Certains des projectiles, lancés depuis l’Iran distant d’environ 1 500 km d’Israël, ont mis plusieurs heures avant d’approcher leur cible. Les défenses antiaériennes, et notamment le Dôme de fer israélien, ont donc eu le temps de les détruire.

L’Etat hébreu affirme ce dimanche matin avoir «déjoué» l’attaque iranienne contre son territoire, en interceptant «99 % des tirs», selon le porte-parole de Tsahal. Aucun drone ni missile «n’a pénétré le territoire d’Israël», tandis que seuls quelques missiles balistiques «sont entrés et ont touché légèrement la base de Nevatim», située dans le désert du Néguev, au sud du pays, a-t-il poursuivi. «La base est toujours en activité et les pistes sont utilisées pour des atterrissages et des décollages.» Seuls quelques dégâts ont été enregistrés, notamment du fait de la chute de débris d’engins abattus en vol. Pour le bilan humain, la Croix-Rouge israélienne n’a pour l’instant recensé qu’une enfant de 7 ans blessée.

Pour intercepter les 300 projectiles, Israël a bénéficié de l’aide de ses alliés. Les forces américaines et britanniques auraient notamment abattu plusieurs engins. Idem pour la Jordanie, voisine de l’Etat hébreu.

Le porte-parole de Tsahal a aussi déclaré ce dimanche matin que la France a «contribué» à repousser l’attaque des drones et des missiles. On ignore encore l’action précise des troupes françaises, s’il s’agit de renseignements fournis sur les trajectoires des missiles ou d’interception directe.

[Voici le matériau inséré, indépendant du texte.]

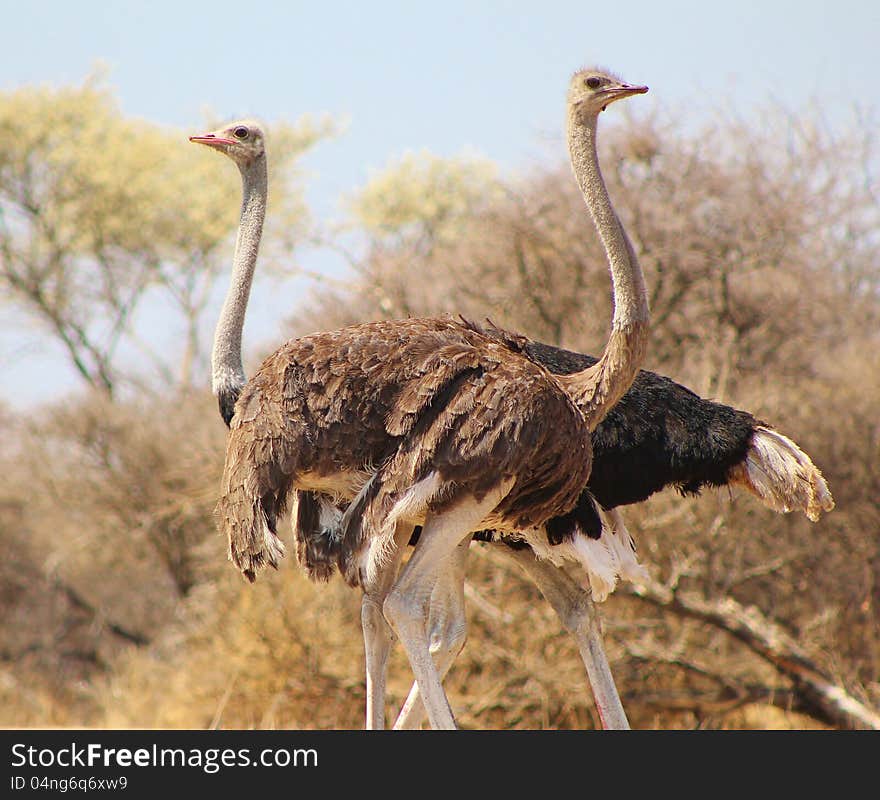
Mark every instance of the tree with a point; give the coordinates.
(97, 210)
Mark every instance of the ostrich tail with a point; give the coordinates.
(607, 559)
(782, 475)
(611, 557)
(317, 533)
(248, 510)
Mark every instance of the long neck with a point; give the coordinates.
(227, 372)
(598, 388)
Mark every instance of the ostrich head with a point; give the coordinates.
(243, 141)
(591, 91)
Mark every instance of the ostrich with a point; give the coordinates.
(659, 435)
(421, 421)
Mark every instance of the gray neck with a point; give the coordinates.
(228, 378)
(597, 389)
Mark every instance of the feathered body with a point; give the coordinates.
(432, 400)
(659, 435)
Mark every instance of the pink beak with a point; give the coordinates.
(210, 139)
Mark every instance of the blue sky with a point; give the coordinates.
(487, 77)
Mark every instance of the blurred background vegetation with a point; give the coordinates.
(761, 247)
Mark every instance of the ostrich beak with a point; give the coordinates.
(623, 90)
(620, 91)
(211, 139)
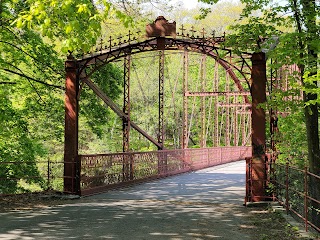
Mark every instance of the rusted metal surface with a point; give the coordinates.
(257, 174)
(71, 182)
(100, 172)
(161, 27)
(161, 101)
(185, 100)
(185, 41)
(126, 103)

Au milieu d’un concert international de critiques et «d’appel à la retenue», le chef des forces armées iraniennes a assuré ce dimanche matin que l’attaque menée dans la nuit contre Israël avait «atteint tous ses objectifs». A la télévision, le général Mohammad Bagheri a précisé que les deux sites ciblés avaient été «le centre de renseignement qui a fourni aux sionistes les informations nécessaires» à la frappe ayant détruit le consulat iranien à Damas le 1er avril, ainsi que «la base aérienne de Nevatim, d’où ont décollé les avions F-35» qui l’ont bombardé. «Ces deux centres ont été considérablement endommagés et mis hors service», a-t-il assuré. «Nous n’avons aucune intention de poursuivre cette opération, mais si le régime sioniste entreprend une action contre la République islamique d’Iran, que ce soit sur notre sol ou dans les centres nous appartenant en Syrie ou ailleurs, notre prochaine opération sera bien plus importante que celle-ci», a prévenu le haut gradé.

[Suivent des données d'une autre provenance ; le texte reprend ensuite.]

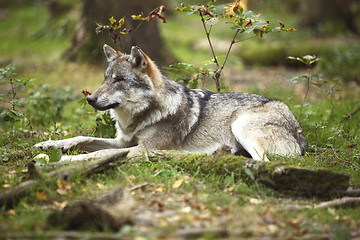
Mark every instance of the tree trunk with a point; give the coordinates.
(86, 46)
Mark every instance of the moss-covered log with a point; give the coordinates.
(281, 176)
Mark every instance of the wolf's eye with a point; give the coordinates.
(117, 78)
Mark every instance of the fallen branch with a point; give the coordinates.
(339, 203)
(11, 197)
(110, 211)
(280, 176)
(61, 235)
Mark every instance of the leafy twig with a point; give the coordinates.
(208, 38)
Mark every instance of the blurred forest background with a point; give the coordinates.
(54, 41)
(50, 53)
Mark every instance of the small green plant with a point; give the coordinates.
(45, 104)
(210, 14)
(12, 111)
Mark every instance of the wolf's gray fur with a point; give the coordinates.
(152, 112)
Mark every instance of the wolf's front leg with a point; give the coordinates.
(88, 144)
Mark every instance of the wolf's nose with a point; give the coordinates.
(91, 99)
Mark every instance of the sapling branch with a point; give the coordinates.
(208, 38)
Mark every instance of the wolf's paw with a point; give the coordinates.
(52, 144)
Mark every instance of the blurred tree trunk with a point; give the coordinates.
(86, 46)
(338, 13)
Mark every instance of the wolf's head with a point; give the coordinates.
(131, 81)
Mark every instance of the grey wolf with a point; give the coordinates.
(152, 112)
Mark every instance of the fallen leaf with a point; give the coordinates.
(11, 212)
(255, 201)
(59, 205)
(41, 196)
(185, 210)
(177, 183)
(61, 191)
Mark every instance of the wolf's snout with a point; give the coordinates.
(91, 99)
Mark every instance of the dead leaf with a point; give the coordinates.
(177, 183)
(41, 196)
(158, 188)
(249, 24)
(61, 191)
(11, 212)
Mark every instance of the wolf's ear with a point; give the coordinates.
(110, 53)
(138, 58)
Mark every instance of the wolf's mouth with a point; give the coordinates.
(103, 108)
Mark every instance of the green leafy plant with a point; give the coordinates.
(13, 111)
(210, 14)
(45, 104)
(240, 21)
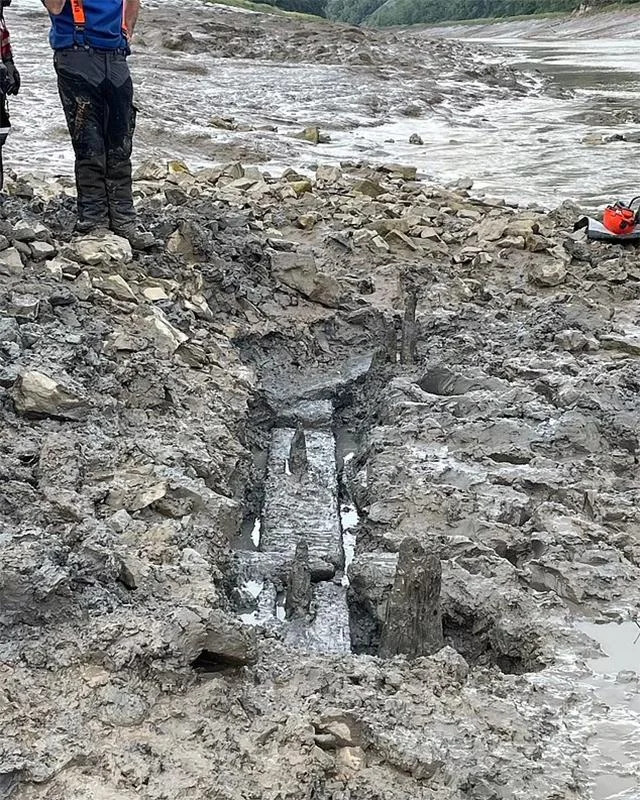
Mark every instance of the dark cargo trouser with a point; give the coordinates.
(97, 97)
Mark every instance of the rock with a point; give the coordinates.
(340, 727)
(576, 341)
(157, 327)
(227, 642)
(368, 188)
(24, 307)
(413, 620)
(307, 221)
(491, 230)
(400, 171)
(548, 273)
(301, 187)
(103, 250)
(115, 286)
(328, 175)
(299, 593)
(38, 394)
(151, 171)
(154, 294)
(41, 251)
(625, 344)
(223, 123)
(350, 760)
(313, 135)
(10, 262)
(398, 238)
(298, 271)
(23, 232)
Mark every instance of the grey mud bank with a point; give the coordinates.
(187, 435)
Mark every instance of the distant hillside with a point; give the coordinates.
(384, 13)
(412, 12)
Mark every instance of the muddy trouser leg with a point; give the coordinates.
(81, 83)
(120, 126)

Dans un message publié dans la nuit sur le réseau social X (ex-Twitter), la représentation de la république islamique à l’ONU a estimé que son action militaire avait été «conduite sur la base de l’article 51 de la charte des Nations unies relatif à la légitime défense» après la frappe sur son consulat à Damas le 1er avril et que «l’affaire peut être considérée comme close». Téhéran a toutefois mis en garde : «Si le régime israélien commettait une nouvelle erreur, la réponse de l’Iran serait considérablement plus sévère.»

Après une réunion dans la nuit du Premier ministre israélien, Benyamin Nétanyahou, avec son cabinet de guerre, la réponse officielle de l’Etat hébreu et une éventuelle riposte se fait encore attendre. Ce dimanche matin, le ministre de la Défense israélien, Yoav Gallant, a toutefois souligné que «la campagne n’est pas encore terminée».

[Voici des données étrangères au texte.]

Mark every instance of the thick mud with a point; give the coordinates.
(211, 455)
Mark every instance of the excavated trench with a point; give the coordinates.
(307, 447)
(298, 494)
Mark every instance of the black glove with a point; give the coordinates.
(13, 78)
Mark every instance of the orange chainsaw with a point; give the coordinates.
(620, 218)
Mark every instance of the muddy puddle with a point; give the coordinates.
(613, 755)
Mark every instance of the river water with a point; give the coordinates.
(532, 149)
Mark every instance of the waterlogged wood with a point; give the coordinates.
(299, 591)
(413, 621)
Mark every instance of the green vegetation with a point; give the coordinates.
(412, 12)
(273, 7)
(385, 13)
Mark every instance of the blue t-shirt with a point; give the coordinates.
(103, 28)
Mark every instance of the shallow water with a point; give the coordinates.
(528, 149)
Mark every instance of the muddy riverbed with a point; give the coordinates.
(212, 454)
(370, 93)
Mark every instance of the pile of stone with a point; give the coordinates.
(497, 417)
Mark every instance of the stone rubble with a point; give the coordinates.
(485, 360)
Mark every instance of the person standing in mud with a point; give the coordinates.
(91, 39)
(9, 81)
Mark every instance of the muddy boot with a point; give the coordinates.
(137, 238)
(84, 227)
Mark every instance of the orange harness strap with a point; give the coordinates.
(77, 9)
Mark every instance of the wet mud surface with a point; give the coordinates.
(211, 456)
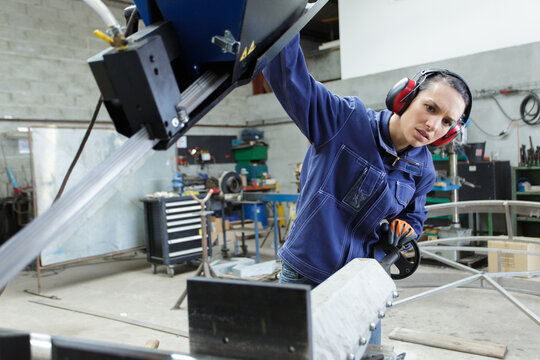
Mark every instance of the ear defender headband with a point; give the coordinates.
(403, 93)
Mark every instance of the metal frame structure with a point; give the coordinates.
(510, 209)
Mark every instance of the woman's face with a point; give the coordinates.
(431, 114)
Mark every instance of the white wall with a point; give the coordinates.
(382, 35)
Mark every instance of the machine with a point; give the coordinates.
(156, 84)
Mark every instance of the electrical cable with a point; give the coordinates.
(500, 107)
(530, 115)
(90, 126)
(81, 148)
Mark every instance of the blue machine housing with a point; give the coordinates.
(166, 66)
(254, 23)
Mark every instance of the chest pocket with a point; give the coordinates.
(352, 180)
(404, 194)
(363, 189)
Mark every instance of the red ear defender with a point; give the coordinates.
(449, 136)
(399, 96)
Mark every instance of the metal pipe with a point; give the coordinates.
(510, 297)
(439, 289)
(27, 244)
(479, 249)
(480, 238)
(450, 262)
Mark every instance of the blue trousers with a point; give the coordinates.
(289, 276)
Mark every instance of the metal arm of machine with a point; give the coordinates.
(144, 85)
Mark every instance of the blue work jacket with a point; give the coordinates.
(352, 177)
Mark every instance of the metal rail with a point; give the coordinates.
(510, 209)
(26, 245)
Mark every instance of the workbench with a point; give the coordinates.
(255, 199)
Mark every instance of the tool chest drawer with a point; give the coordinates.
(173, 231)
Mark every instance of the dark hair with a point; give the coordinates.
(453, 81)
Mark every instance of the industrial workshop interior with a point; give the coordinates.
(269, 179)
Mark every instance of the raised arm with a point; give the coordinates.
(318, 113)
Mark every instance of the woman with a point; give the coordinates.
(362, 166)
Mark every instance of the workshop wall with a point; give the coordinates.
(44, 47)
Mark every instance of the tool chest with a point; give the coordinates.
(174, 231)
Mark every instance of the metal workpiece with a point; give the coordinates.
(27, 244)
(509, 209)
(248, 320)
(346, 308)
(36, 346)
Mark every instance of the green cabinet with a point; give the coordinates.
(526, 225)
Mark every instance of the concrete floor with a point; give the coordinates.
(125, 287)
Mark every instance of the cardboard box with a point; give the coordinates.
(513, 262)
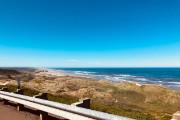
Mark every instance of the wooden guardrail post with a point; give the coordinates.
(84, 103)
(41, 96)
(5, 102)
(43, 115)
(176, 116)
(20, 107)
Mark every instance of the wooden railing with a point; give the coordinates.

De leur côté, les Etats-Unis, alliés historiques d’Israël, ont fortement condamné l’attaque iranienne et réassuré leur «soutien inébranlable» à l’Etat hébreu, par la voix du Président Joe Biden. Mais dans une conversation téléphonique avec son homologue israélien, le chef d’Etat américain lui aurait intimé de ne pas mener de contre-attaque directe contre l’Iran, selon plusieurs médias américains. Au regard de la quasi-totalité des tirs neutralisés sans impact majeur, «vous tenez une victoire. Prenez la victoire», aurait lancé Biden à Nétanyahou, selon les révélations du site américain Axios.

L’activité diplomatique va être intense ce dimanche, avec des réunions prévues en urgence du Conseil de sécurité de l’ONU et du G7.